Working on the front line can be a setback for staff working at long-term care facilities.
There are not enough people on duty, physically taxing responsibilities, and very sick residents to feed, change and bathe during a shift. That can take its toll on employees, says a woman who works with residents on a daily basis.
Add to that, she says, cutbacks by the government in health care and sick leave policies have staff struggling to provide basic care to people who can't care for themselves.
"There are not enough staff on a unit to follow the guidelines for each person to be done by no less then two staff. This is where injuries come from. Some residents require more than two staff for care," said the 34-year-old who asked that her name not be published as she still works for Eastern Health.
"Each staff member had to take part in special training before and after being hired on how two staff members are to work together caring for residents and the techniques to use. According to policy residents should be lifted, turned, changed by two staff. This is near impossible with the number of residents to staff and the time allowed to have their work for the morning or any time during the day completed," she told The Telegram.
Having worked with Eastern Health for about two years, she began her career at the Hoyles- Escasoni Complex where she said she stayed for six months before deciding to move on to a smaller long-term care facility.
The Hoyles-Escasoni Complex, which has 357 long- term care beds, has been at the centre of controversy for about two weeks with residents and family members expressing publicly their concerns about care, medication, staffing levels and the quality of food being served there.
Led by Ken Kavanagh's frustration about the level of care he says his mother has been receiving as a resident - including being fed spaghettios as a meal - he has stirred a debate about long-term care between unions, Eastern Health and the public.
The unions say hire more staff.
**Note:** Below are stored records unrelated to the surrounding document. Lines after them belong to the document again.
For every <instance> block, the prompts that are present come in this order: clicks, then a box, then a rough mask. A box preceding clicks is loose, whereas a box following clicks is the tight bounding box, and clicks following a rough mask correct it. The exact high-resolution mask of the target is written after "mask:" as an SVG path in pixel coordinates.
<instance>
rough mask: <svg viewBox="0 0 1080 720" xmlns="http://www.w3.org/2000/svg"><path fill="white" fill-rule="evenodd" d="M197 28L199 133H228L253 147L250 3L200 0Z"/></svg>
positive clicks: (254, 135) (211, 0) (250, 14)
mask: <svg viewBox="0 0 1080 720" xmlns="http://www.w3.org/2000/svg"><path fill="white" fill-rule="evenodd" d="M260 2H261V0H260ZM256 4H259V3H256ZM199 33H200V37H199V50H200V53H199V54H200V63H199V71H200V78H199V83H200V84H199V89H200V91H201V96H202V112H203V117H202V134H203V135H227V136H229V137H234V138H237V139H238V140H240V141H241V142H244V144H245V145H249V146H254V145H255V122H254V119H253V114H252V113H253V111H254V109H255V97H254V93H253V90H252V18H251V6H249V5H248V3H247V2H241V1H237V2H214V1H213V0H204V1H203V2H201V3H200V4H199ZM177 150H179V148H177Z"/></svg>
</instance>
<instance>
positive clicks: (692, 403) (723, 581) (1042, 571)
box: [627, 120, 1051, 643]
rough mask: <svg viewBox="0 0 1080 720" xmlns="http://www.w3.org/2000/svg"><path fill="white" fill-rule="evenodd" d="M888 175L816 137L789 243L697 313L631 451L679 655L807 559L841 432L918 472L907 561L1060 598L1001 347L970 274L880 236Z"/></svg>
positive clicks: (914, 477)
Eastern Health says the facility has all permanent positions filled and has full-time relief staff in place to replace extended leaves. Families just want their loved ones cared for no matter what it takes.
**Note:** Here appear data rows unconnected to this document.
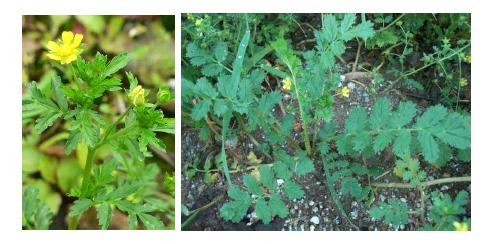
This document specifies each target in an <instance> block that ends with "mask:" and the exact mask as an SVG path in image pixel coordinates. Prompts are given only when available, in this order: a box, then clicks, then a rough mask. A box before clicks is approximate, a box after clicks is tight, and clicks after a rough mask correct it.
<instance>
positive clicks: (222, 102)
mask: <svg viewBox="0 0 485 244" xmlns="http://www.w3.org/2000/svg"><path fill="white" fill-rule="evenodd" d="M228 109H229V106H228V104H227V102H226V100H223V99H216V100H215V102H214V113H215V114H216V115H217V116H219V117H222V116H223V115H224V113H226V112H227V111H228Z"/></svg>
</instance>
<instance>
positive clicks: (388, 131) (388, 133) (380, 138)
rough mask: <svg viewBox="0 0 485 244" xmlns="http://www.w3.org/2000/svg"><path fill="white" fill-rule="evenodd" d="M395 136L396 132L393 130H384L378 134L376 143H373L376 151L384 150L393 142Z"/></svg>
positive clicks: (376, 137) (374, 151)
mask: <svg viewBox="0 0 485 244" xmlns="http://www.w3.org/2000/svg"><path fill="white" fill-rule="evenodd" d="M393 138H394V134H393V133H392V131H384V132H382V133H380V134H379V135H377V136H376V138H375V140H374V145H372V148H373V149H374V152H375V153H378V152H381V151H382V150H384V148H386V147H387V146H388V145H389V144H391V142H392V139H393Z"/></svg>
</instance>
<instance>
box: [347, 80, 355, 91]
mask: <svg viewBox="0 0 485 244" xmlns="http://www.w3.org/2000/svg"><path fill="white" fill-rule="evenodd" d="M347 87H348V88H349V89H350V90H352V89H354V88H355V84H354V83H353V82H349V83H347Z"/></svg>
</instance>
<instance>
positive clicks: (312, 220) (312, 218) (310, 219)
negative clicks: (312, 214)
mask: <svg viewBox="0 0 485 244" xmlns="http://www.w3.org/2000/svg"><path fill="white" fill-rule="evenodd" d="M310 222H312V223H313V224H316V225H317V224H320V218H318V217H317V216H313V217H312V218H311V219H310Z"/></svg>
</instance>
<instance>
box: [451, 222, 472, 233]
mask: <svg viewBox="0 0 485 244" xmlns="http://www.w3.org/2000/svg"><path fill="white" fill-rule="evenodd" d="M453 226H454V227H455V230H456V231H468V230H469V229H468V224H467V223H460V222H456V221H455V222H453Z"/></svg>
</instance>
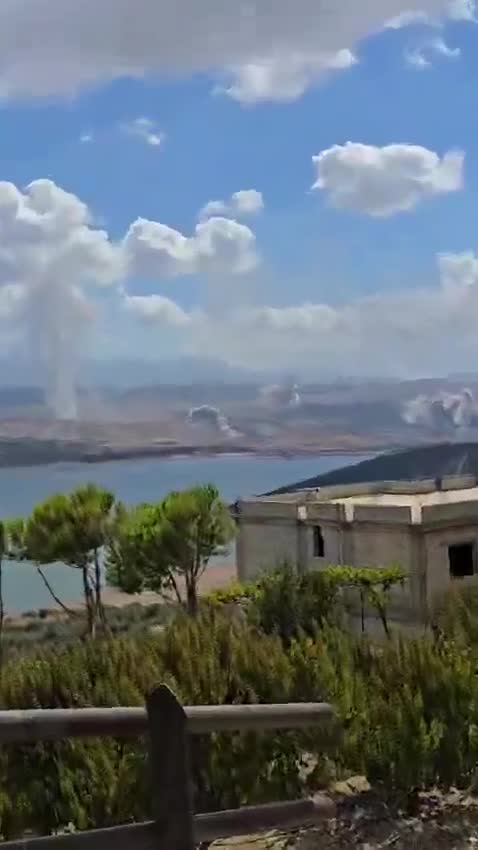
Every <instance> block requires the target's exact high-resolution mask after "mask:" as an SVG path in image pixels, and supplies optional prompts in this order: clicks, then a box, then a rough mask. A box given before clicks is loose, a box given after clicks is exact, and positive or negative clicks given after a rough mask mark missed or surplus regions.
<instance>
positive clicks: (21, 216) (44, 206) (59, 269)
mask: <svg viewBox="0 0 478 850" xmlns="http://www.w3.org/2000/svg"><path fill="white" fill-rule="evenodd" d="M120 273H121V256H120V252H119V251H118V248H117V247H116V246H114V245H113V244H112V243H111V242H110V241H109V239H108V235H107V234H106V233H105V232H104V231H102V230H98V229H95V228H94V226H93V222H92V218H91V215H90V212H89V210H88V207H87V206H86V205H85V204H84V203H83V202H82V201H81V200H80V199H79V198H77V197H76V196H75V195H73V194H70V193H69V192H65V191H64V190H63V189H61V188H60V187H59V186H57V185H56V184H55V183H53V182H52V181H51V180H37V181H35V182H34V183H31V184H30V185H29V186H27V187H26V189H25V190H23V191H22V190H20V189H18V188H17V187H16V186H14V185H13V184H12V183H2V182H0V287H2V284H3V287H2V288H3V289H4V290H5V289H7V288H8V287H9V288H10V291H11V288H12V287H14V288H16V289H15V291H17V292H19V291H20V292H21V293H22V298H21V299H20V300H19V299H17V301H16V303H20V301H21V311H17V318H18V319H19V321H20V323H21V327H22V328H23V330H24V332H25V335H26V343H27V344H28V347H29V348H30V353H31V356H32V360H33V361H34V362H35V365H36V364H37V363H38V364H39V365H40V367H41V369H42V372H43V375H44V385H45V395H46V400H47V403H48V405H49V407H50V408H51V411H52V413H53V414H54V415H55V417H56V418H58V419H67V420H71V419H75V418H76V416H77V406H76V391H75V376H76V367H77V360H78V357H79V356H80V354H81V353H82V347H83V341H84V332H85V329H86V327H87V325H88V322H89V321H90V320H91V318H92V316H93V312H92V309H91V307H90V303H89V301H88V299H87V296H86V294H85V287H86V286H88V285H90V284H92V285H95V286H103V285H108V284H111V283H113V282H114V281H115V280H117V279H118V278H119V277H120Z"/></svg>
"In my opinion there is a need for more PCAs (personal care attendants)," she said. "We are the ones who have the biggest workload. LPNs (licensed practical nurses) have two to three residents to care for and their medications. If there were more PCAs there would be less injury and there would be time to care for each resident properly."
According to Eastern Health, Hoyles-Escasoni has about 300 permanent full-time and part-time nursing staff and about 120 nursing staff on shift daily. Of the 120, it says there is an average of eight to 10 daily calls for short-term sick leave.
"We have significant temporary call-in staff, however, due to high levels of absenteeism, we don't have enough. The sick leave rate is higher in long-term care than anywhere else in our system and we have the highest sick leave nationally," Eastern Health has previously stated.
Regarding sick calls, the front-line worker told The Telegram there is a policy in place whereby the first person who calls in doesn't get replaced.
"Is it to save money or to punish those who are there ready to work because a co-worker is sick? While I was employed at Hoyles (administration) actually came onto the units during the cutbacks and informed us that the first sick call would not be replaced," she said.
"This was a tactic to try and stop staff from calling in sick in order to get a day off. The ones that suffer are the residents. Each staff on a unit has a list of five-six residents that they have to have fed, washed, dressed, up in their chairs if they are medically able. The person who calls in sick, their list is then divided between the other staff making their list six-eight residents each," she said.
Alice Kennedy, vice-president of long-term care for Eastern Health, has told The Telegram it is not a policy as such.
The Hoyles-Escasoni Complex consists of two main buildings - the Hoyles Building and the Escasoni Building - both of which has three wings. Eastern Health has said each wing is staffed by one registered nurse at night for a total of six registered nurses.
"Over the last six months, there have been only nine night shifts when the Hoyles Building has been reduced to two registered nurses from three, due to unavailability. During times when the Hoyles Building has been reduced to two registered nurses, two additional nursing staff, either licensed practical nurses or personal care attendants have been brought in as support staff. The Escasoni Building has never been below its full registered nurse complement at night," says a statement by Eastern Health.
The Newfoundland and Labrador Nurses Union has said the fact remains that when an RN is not replaced, the remaining RNs are working shorthanded.
"In this case, two RNs have to cover three wings. While the RN may be replaced with two LPNs or PCAs, neither of these workers can fulfil an RN's scope of practice nor complete the RN's full range of duties.